Infosys Technologies has seen some improvement in client spends. Yet, the country’s second-largest IT services firm chooses to be cautious. This, despite the fact that the company was a beneficiary of BP’s recent outsourcing deal to five IT firms.
“The environment has certainly improved, but this is yet to translate into deal flows. Even the vendor consolidation deals that are happening now are more about defending our turf rather than getting new deals. Besides, clients are more focused on immediate projects,” Chief Operating Officer S D Shibulal told Business Standard. Around 60 per cent of Infy’s business in on a renewal basis.
Shibulal insists that, fundamentally, things have not changed much. Clients are still taking time, and “...the budget closure will happen only by January-February, 2010”. He adds that none of the company’s clients have seen growth in their revenues. And whatever profits Infy’s clients have made is due to cost-cutting, which is not sustainable for a long time.
These are some of the reasons why the company did not choose to revise its guidance despite the street expecting a revision, according to Shibulal.
“One month of aberration does not mean it holds true. But, having said that, we do see traction in sectors. Retail has been a pleasant surprise followed by utilities, lifescience and engineering services. The BFSI (banking, financial services and insurance) segment has also stabilised,” he adds.

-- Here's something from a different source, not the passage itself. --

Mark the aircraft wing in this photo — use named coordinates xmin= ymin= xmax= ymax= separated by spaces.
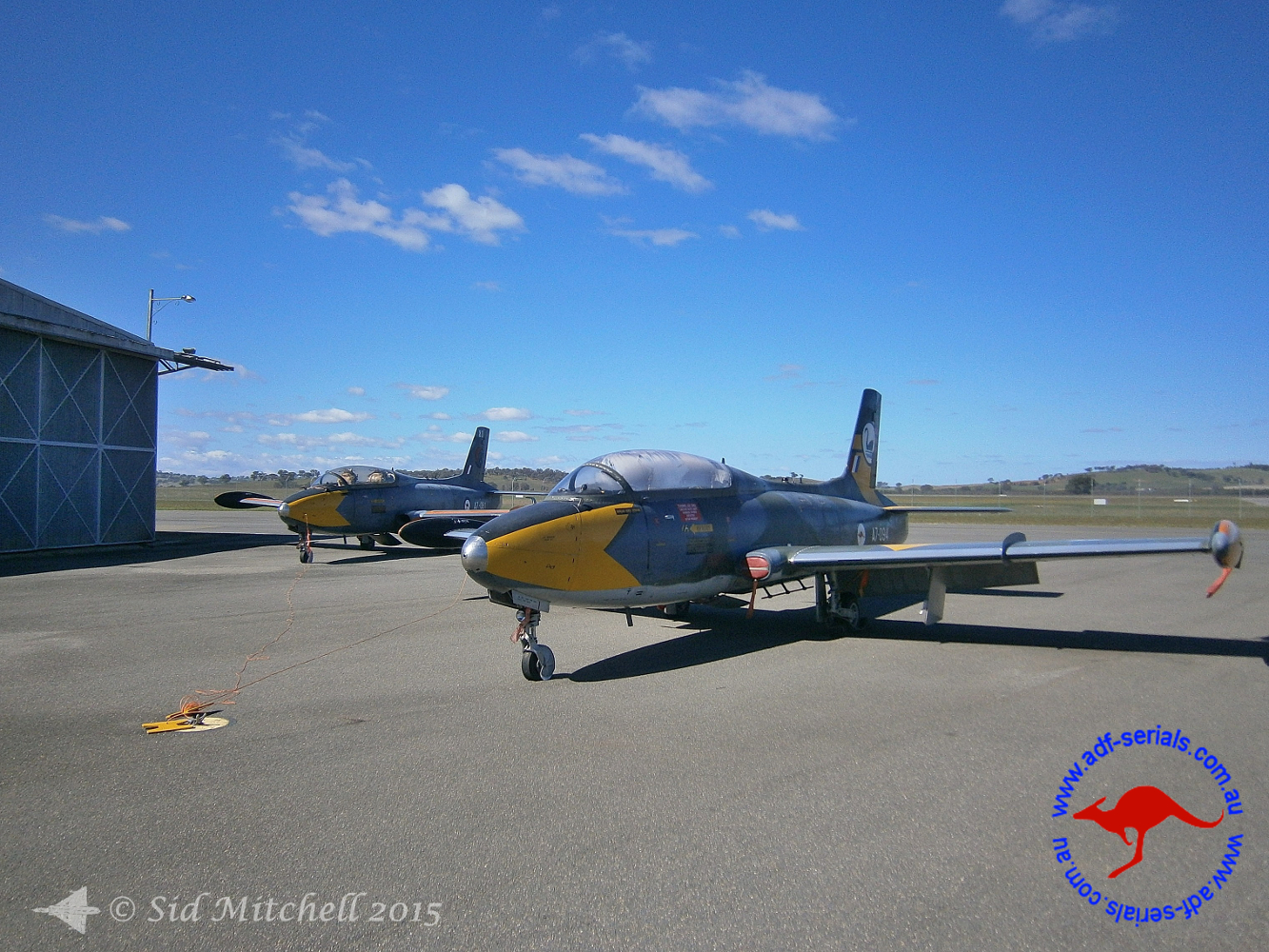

He points out that the new deals being contracted are more of maintenance and ‘light-on-works’ kind of projects. “This is where an organisation would like to take costs out,” says Shibulal.

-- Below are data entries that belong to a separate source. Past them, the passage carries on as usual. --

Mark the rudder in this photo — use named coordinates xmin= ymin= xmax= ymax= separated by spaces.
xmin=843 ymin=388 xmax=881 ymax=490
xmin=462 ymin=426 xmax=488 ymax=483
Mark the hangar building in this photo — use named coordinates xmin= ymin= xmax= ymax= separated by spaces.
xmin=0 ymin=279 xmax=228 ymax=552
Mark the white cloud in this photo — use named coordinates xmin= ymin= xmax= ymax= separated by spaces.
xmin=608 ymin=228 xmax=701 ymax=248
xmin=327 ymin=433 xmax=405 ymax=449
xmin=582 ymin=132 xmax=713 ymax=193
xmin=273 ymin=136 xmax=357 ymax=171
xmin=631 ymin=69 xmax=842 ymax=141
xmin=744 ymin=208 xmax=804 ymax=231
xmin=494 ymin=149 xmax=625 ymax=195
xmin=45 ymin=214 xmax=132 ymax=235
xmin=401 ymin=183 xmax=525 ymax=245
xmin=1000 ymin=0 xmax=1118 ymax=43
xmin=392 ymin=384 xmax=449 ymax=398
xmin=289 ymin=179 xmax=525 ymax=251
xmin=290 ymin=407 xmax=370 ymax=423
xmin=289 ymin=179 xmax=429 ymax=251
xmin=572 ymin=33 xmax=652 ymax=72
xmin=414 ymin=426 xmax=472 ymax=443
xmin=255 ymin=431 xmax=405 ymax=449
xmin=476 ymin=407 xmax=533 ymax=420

The company, which saw a pricing pressure of 5-6 per cent in the last two quarters, believes that most of the pricing negotiations are completed and about one-third of pricing pressure has been factored in the company’s guidance. However, Shibulal does not rule out some tail-wind effect in this quarter as well.
In its recent report, CLSA mentions that, while 33 per cent exposure to the BFSI segment has been a bane for the company in the downturn, their are signs of new business from the sector.
“IT spending at financial services’ clients is picking up significantly faster than our expectations as well as market consensus. While there remains a case for structural changes in banks’ IT spending priorities, the current imperative to cut costs amid a still troubled environment is driving a spending surge that will trigger an earnings upgrade cycle for financial services heavy stocks,” said the report.